MOSCOW (Reuters) - Russian Foreign Minister Sergei Lavrov warned the West on Tuesday against any unilateral action on Syria after President Barack Obama said U.S. forces could act if the Syrian leader deployed chemical weapons against rebels trying to topple him.
Russia and China have opposed military intervention in Syria throughout 17 months of bloodshed and have vetoed three U.N. Security Council resolutions backed by Western and Arab states that would have raised pressure on Damascus to end violence.
Lavrov spoke at a meeting with China’s top diplomat one day after Obama, in some of his strongest language yet, said U.S. forces could move against Syrian President Bashar al-Assad if he resorted to chemical weapons against insurgents.
Russia and China base their diplomatic cooperation on “the need to strictly adhere to the norms of international law and the principles contained in the U.N. Charter, and not to allow their violation”, Lavrov said at a meeting with Chinese State Councillor Dai Bingguo.
“I think this is the only correct path in today’s conditions,” Lavrov told Dai, who also met President Vladimir Putin and his top security adviser, Nikolai Patrushev, on Monday for consultations went unannounced by the Kremlin.
Lavrov’s remarks underscored Moscow’s wish to keep international efforts to end Syria’s crisis within the United Nations, where Russia and China wield clout as two of the five permanent Security Council members with veto power.
Frustrated by the vetoes and by the refusal of Russia and China to join calls for Assad to leave power, the United States and other Western and Arab countries are seeking other ways to exert influence on the situation in Syria.
Obama said on Monday he had refrained “at this point” from ordering military engagement in Syria.
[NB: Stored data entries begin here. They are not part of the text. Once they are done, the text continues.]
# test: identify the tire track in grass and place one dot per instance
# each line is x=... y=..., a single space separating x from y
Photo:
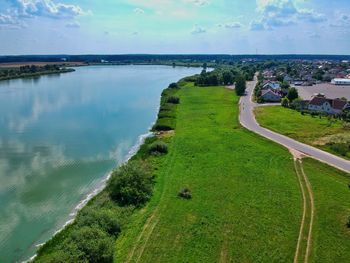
x=297 y=251
x=312 y=205
x=304 y=243
x=149 y=226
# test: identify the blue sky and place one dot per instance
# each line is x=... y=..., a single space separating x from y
x=174 y=26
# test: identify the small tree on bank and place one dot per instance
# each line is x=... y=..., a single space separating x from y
x=292 y=94
x=240 y=85
x=285 y=102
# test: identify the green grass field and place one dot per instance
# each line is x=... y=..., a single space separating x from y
x=246 y=201
x=331 y=237
x=245 y=208
x=318 y=132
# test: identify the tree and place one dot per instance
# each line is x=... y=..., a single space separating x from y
x=96 y=245
x=285 y=85
x=131 y=184
x=104 y=219
x=227 y=77
x=240 y=85
x=292 y=94
x=285 y=102
x=173 y=86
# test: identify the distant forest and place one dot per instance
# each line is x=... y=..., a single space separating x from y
x=140 y=58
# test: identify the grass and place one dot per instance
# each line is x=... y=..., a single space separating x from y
x=318 y=132
x=331 y=237
x=244 y=207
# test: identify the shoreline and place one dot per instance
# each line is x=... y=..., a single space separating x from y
x=96 y=190
x=39 y=74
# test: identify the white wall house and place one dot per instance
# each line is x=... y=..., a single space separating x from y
x=338 y=81
x=322 y=104
x=270 y=96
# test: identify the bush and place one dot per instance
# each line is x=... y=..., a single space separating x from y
x=340 y=148
x=104 y=219
x=285 y=102
x=185 y=193
x=158 y=147
x=240 y=85
x=131 y=184
x=173 y=86
x=173 y=100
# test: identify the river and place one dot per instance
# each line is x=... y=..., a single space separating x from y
x=60 y=135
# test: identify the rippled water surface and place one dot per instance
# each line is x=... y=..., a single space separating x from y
x=59 y=137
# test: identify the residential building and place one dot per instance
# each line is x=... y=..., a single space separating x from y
x=329 y=106
x=272 y=85
x=339 y=81
x=269 y=95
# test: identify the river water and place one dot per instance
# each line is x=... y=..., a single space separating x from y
x=60 y=135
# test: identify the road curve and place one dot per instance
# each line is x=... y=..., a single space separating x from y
x=247 y=119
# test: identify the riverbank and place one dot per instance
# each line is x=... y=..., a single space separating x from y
x=239 y=196
x=37 y=74
x=104 y=208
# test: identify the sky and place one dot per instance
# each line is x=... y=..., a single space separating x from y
x=174 y=27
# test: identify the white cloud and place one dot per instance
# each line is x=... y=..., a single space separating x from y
x=139 y=11
x=73 y=24
x=311 y=16
x=198 y=30
x=46 y=8
x=257 y=26
x=199 y=2
x=343 y=21
x=233 y=25
x=315 y=35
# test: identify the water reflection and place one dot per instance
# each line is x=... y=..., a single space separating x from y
x=59 y=135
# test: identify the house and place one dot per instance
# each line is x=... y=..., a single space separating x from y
x=339 y=106
x=329 y=106
x=339 y=81
x=272 y=85
x=320 y=104
x=288 y=79
x=269 y=95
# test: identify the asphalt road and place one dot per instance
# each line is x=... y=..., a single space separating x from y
x=247 y=119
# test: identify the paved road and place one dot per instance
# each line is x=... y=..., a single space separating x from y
x=247 y=119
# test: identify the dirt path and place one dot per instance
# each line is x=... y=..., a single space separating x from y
x=304 y=244
x=152 y=221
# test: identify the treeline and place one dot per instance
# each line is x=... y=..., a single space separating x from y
x=31 y=71
x=227 y=75
x=152 y=57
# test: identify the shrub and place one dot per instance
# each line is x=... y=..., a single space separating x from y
x=285 y=102
x=240 y=86
x=185 y=193
x=158 y=147
x=292 y=94
x=104 y=219
x=131 y=184
x=340 y=148
x=173 y=100
x=173 y=86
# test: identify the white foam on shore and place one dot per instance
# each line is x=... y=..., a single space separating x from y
x=98 y=189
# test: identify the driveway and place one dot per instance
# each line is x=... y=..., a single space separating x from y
x=247 y=119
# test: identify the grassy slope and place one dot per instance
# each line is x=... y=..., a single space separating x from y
x=303 y=128
x=245 y=208
x=331 y=192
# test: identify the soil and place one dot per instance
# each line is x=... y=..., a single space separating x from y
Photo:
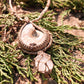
x=72 y=20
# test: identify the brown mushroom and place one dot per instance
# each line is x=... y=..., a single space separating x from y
x=35 y=40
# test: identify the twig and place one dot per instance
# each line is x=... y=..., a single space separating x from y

But when asked whether he might deploy forces, for example to secure Syrian chemical and biological weapons, he said his view could change.
Russia has also expressed concern about Syria chemical weapons, saying it had told Damascus that even the threat to use them was unacceptable.
But Lavrov said on Monday that the Security Council alone could authorize the use of external force against Syria, warning against imposing “democracy by bombs”.
Russian leaders have said they are determined to avoid a repeat of what occurred in 2011 in Libya, when Moscow let NATO military operations go ahead by abstaining from Security Council resolution that authorized air operations.
Russian officials then accused the United States and its allies of overstepping their mandate and using it to help rebels overthrow longtime leader Muammar Gaddafi. Putin, prime minister then but now back in official charge of foreign policy, likened the U.N. resolution to “medieval calls for crusades”.
Russia denies that it is propping up Assad and says it would accept his exit in a political transition decided by the Syrian people, but that his departure must not be a precondition and he must not be pushed out by external forces.
Putin, who has faced frequent U.S. and European criticism over his treatment of dissent, has made opposition to foreign intervention in sovereign states on human rights grounds a central plank of his foreign policy in his new presidency.
China has issued similar warnings to the West.
In remarks at the start of his otherwise private meeting with Dai and other officials, Lavrov said the opportunity to discuss coordination on global affairs was “very, very timely”.
Dai, speaking through an interpreter, said he was in Russia for “consultations on strategic security” and had had a “very good, friendly and important meeting” with Putin.
A Syrian delegation led by Qadri Jamil, deputy prime minister for economic affairs, was also in Moscow on Tuesday and was expected to meet Foreign Ministry officials. It was Jamil’s second visit this month.